Report: US could deploy Iron Dome batteries to Gulf
A Haaretz report said on Sunday that "The United States is expected to soon begin deploying Iron Dome missile interceptor batteries, one of the jewels of Israel's arms manufacturing industry, in its bases in the Gulf States, according to security officials."
According to the article officials won't say which countries the system could be deployed in. Iron Dome was developed by Israel and has an impressive success rate against rockets, mortars and other shorter range threats. Israel has delivered two batteries to the US army. Israel's Rafael Advanced Defense Systems partners with Raytheon in the US on Skyhunter, the US version of the system. According to Defense News in August 2020 Rafael and Raytheon partnered to build the system in the US. "Under the name Raytheon Rafael Area Protection Systems, the partnership is being set up to build a first-ever Iron Dome “all-up-round” facility stateside. The facility will build Iron Dome systems, the Tamir interceptor and launcher, and the SkyHunter missile (the U.S. version of Tamir), according to a Rafael-issued statement." The US has been searching for various new air defense capabilities, what are often called SHORAD or M-SHORAD. The US has also faced missile threats in Iraq and Gulf states and US bases there need defenses against drone and missile threats. Iran used drones to attack Saudi Arabia in September 2019 and a drone attack was alleged to have taken place over Riyadh on January 23, 2021, when an interception was heard. Patriot batteries have often provided protection in these areas in the past. Patriot systems can confront drone threats.

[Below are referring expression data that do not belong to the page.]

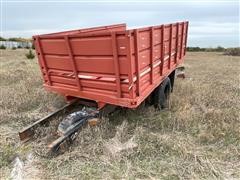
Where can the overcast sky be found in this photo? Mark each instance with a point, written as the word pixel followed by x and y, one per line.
pixel 212 23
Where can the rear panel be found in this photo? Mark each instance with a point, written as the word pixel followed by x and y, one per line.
pixel 111 66
pixel 152 65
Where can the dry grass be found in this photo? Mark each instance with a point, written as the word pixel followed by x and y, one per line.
pixel 199 138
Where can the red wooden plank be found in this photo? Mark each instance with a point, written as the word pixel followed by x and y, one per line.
pixel 42 59
pixel 186 38
pixel 170 47
pixel 72 61
pixel 182 36
pixel 152 52
pixel 163 50
pixel 129 57
pixel 116 63
pixel 137 63
pixel 176 47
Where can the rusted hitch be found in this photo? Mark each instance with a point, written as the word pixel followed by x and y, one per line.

The Haaretz article notes that Israel had supplied the US with the Iron Dome batteries in relation to the August 2019 deal and that the agreement was. linked through Israel's Missile Defense Organization and the Defense Ministry.
Now the Haaretz report notes that "Israeli defense sources say the United States has received the approval of senior Israeli officials to begin deploying the missile defense systems on American military bases in a number of countries," which could include the Middle East.
But Israel doesn't reveal which countries. Israel Defense Minister Benny Gantz has praised the system and said it would help the US against ballistic and aerial threats. "Behind closed doors, Israel gave its tacit agreement to the Americans to place the batteries in order to defend its forces from attacks by Iran and its proxies," the report says. In 2018 reports said Saudi Arabia had expressed interest in the system.
Israeli companies are expected to attend IDEX in Abu Dhabi for the first time in February. These include IAI, IMCO and others.